Schloss Wackerbarth

Reichsgraf Christoph August von Wackerbarth erwarb 1727 die Bischofsberge, sowie unterhalb gelegene Grünflächen. Als Alterssitz ließ sich der Kabinettsminister Augusts des Starken zwischen 1727 bis 1730 das Schloss Wackerbarth, das achteckige Belvedere und einen Französischen Garten erbauen. 1734 erbte das Anwesen sein Stiefsohn. Nach dessen Tod sollte das Schloss zugunsten Dresdner Witwen und Waisen versteigert werden.

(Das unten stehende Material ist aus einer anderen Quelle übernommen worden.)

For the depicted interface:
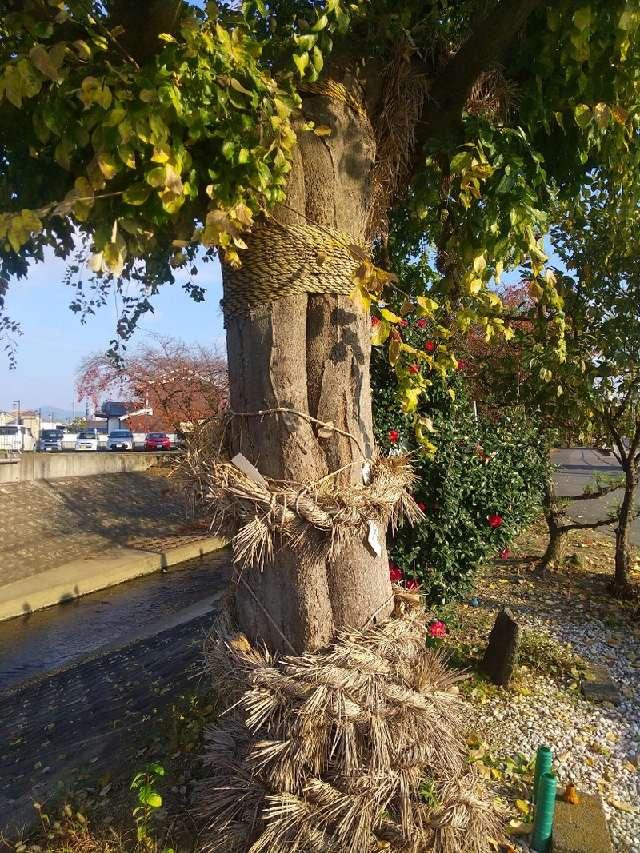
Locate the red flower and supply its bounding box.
[427,619,447,640]
[389,563,404,583]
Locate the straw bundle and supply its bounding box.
[199,608,500,853]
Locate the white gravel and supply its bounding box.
[468,586,640,853]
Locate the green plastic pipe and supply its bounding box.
[533,746,553,803]
[531,773,556,853]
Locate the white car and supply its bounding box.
[76,432,98,450]
[107,429,133,450]
[0,424,36,453]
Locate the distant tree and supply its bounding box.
[553,178,640,593]
[76,338,227,431]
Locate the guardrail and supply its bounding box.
[0,451,178,486]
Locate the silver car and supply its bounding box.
[107,429,133,450]
[38,429,62,453]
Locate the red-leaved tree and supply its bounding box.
[76,337,227,432]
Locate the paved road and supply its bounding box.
[0,552,229,835]
[0,550,229,695]
[0,472,191,584]
[552,447,640,544]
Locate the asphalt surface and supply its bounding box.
[552,447,640,545]
[0,448,640,830]
[0,550,229,695]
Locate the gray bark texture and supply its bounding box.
[614,460,638,593]
[223,79,392,653]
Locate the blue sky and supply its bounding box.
[0,251,224,409]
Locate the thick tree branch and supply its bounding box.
[105,0,182,62]
[414,0,542,166]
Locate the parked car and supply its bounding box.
[107,429,133,450]
[0,424,36,452]
[76,430,98,450]
[144,432,171,450]
[38,429,62,453]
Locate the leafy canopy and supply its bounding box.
[0,0,640,400]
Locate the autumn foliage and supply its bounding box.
[76,338,227,432]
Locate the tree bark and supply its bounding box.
[223,77,393,653]
[537,481,567,577]
[613,459,638,593]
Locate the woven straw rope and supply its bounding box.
[222,80,368,318]
[222,219,364,318]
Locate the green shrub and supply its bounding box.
[372,346,548,603]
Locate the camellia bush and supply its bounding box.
[372,332,549,603]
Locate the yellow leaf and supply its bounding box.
[349,281,371,313]
[389,338,400,365]
[102,243,125,277]
[400,387,422,414]
[380,308,402,323]
[473,255,487,275]
[527,281,544,299]
[96,151,120,181]
[593,102,611,130]
[416,296,438,316]
[371,318,391,347]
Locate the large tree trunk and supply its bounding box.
[224,79,392,652]
[613,460,638,593]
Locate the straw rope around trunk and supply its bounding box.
[222,217,367,318]
[197,603,501,853]
[187,442,422,568]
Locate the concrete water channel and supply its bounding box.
[0,550,230,693]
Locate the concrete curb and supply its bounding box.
[0,536,228,622]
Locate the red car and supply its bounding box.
[144,432,171,450]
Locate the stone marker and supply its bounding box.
[551,792,613,853]
[580,664,622,705]
[480,608,520,687]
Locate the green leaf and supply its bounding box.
[29,44,64,83]
[122,181,151,207]
[449,151,473,175]
[138,785,162,809]
[573,6,591,32]
[293,53,309,77]
[573,104,591,127]
[96,151,120,181]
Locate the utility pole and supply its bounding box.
[13,400,24,450]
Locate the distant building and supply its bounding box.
[0,409,43,438]
[94,400,153,432]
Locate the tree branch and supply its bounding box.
[414,0,542,166]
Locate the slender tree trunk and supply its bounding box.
[537,481,567,577]
[223,79,392,652]
[613,460,638,593]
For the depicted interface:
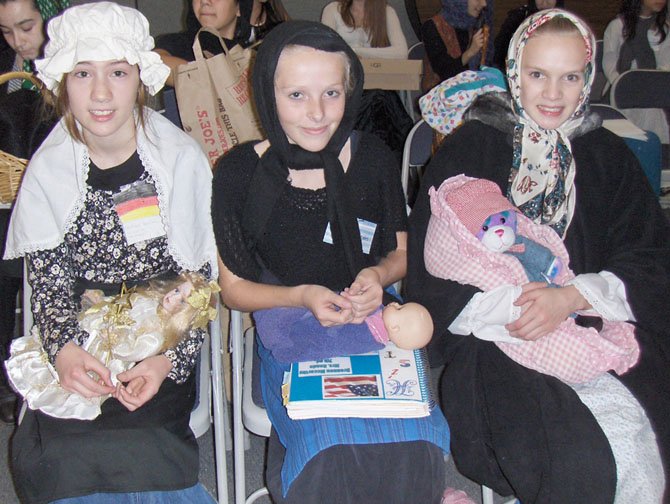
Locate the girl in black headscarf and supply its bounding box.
[212,21,448,503]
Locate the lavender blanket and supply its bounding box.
[254,308,384,364]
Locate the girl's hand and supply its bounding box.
[461,28,484,65]
[505,282,589,341]
[342,268,384,324]
[56,341,114,399]
[301,285,353,327]
[114,355,172,411]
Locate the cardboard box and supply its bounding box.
[361,58,423,91]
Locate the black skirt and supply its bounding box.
[10,376,199,504]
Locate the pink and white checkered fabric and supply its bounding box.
[424,175,640,383]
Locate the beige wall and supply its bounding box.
[72,0,620,45]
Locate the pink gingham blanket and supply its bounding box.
[424,175,640,383]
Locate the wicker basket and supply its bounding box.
[0,72,46,204]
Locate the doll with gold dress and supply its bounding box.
[6,272,219,420]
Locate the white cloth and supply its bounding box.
[456,271,635,343]
[5,109,217,276]
[6,294,164,420]
[449,285,524,344]
[603,17,670,143]
[321,2,407,59]
[571,373,665,504]
[35,2,170,95]
[567,271,635,322]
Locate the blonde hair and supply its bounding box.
[338,0,391,47]
[531,16,581,37]
[55,69,147,144]
[142,271,216,352]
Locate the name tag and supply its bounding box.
[323,219,377,254]
[113,181,166,245]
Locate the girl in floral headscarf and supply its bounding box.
[407,9,670,503]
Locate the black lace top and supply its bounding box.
[212,133,407,290]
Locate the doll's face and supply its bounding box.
[475,210,516,252]
[161,282,193,313]
[382,303,433,350]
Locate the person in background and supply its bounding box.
[0,0,70,94]
[0,0,70,423]
[603,0,670,144]
[321,0,412,160]
[493,0,565,72]
[5,2,217,504]
[155,0,252,86]
[421,0,493,91]
[248,0,290,42]
[321,0,407,59]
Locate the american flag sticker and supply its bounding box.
[322,375,382,399]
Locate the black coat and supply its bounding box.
[407,93,670,503]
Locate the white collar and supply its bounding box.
[5,109,217,275]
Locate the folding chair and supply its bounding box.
[403,42,426,121]
[589,39,609,103]
[161,87,182,129]
[230,310,271,504]
[161,80,228,504]
[610,69,670,109]
[400,119,433,207]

Seit 1799 gehört zum Ensemble der Jacobstein zusammen mit dem Weinberg Fliegenwedel. Seit dem steht es komplett unter Denkmalschutz. 1808 erwarb es der Großneffe des Erbauers, Josef Ludwig von Wackerbarth, und verlor es 1816 durch Konkurs. 1816 wurde das Schloss zur Knabenerziehungsanstalt. 1824 kaufte Josef Ludwig von Wackerbarth das Schloss nochmals, 1846 hat er es versteigern lassen. Ab 1835 wurde es als Heilanstalt für Geisteskranke genutzt, 1845 wurde die Anstalt nach Neucoswig verlegt. Albert von Carlowitz lebte bis zu seinem Tode 1874 auf dem Schloss. 1875 wurde das Gebäude im Stil italienischer Renaissance umgestaltet. Bis 1885 war Johann Georg Theodor Grässe Eigentümer des Schloss, danach seine Erben, Mitte 1902 erfolgte die Zwangsversteigerung. 1916/1923 wurde das Schloss rebarockisiert durch Georg Heinisius von Mayenburg. Ab 1926 kam der Besitz in Zwangsverwaltung. Tiedemann kam ins Altersheim, das Anwesen übernahm das Dresdner Bankhaus Arnold, weitere Banken wurden Eigentümer. 1937 wurde es zur Führerschule und 1940 zum Reservelazarett. Kurzzeitig hat sich der Oberbefehlshaber der 1. Ukrainischen Front dort einquartiert. Bis 1950 war es eine Poststelle, danach wurde es der Volksbildung übergeben. Ab 1952 wurde es wieder zu einem Weingut, 1974 – 1977 nochmals renoviert. Noch heute ist es als Weingut in Nutzung.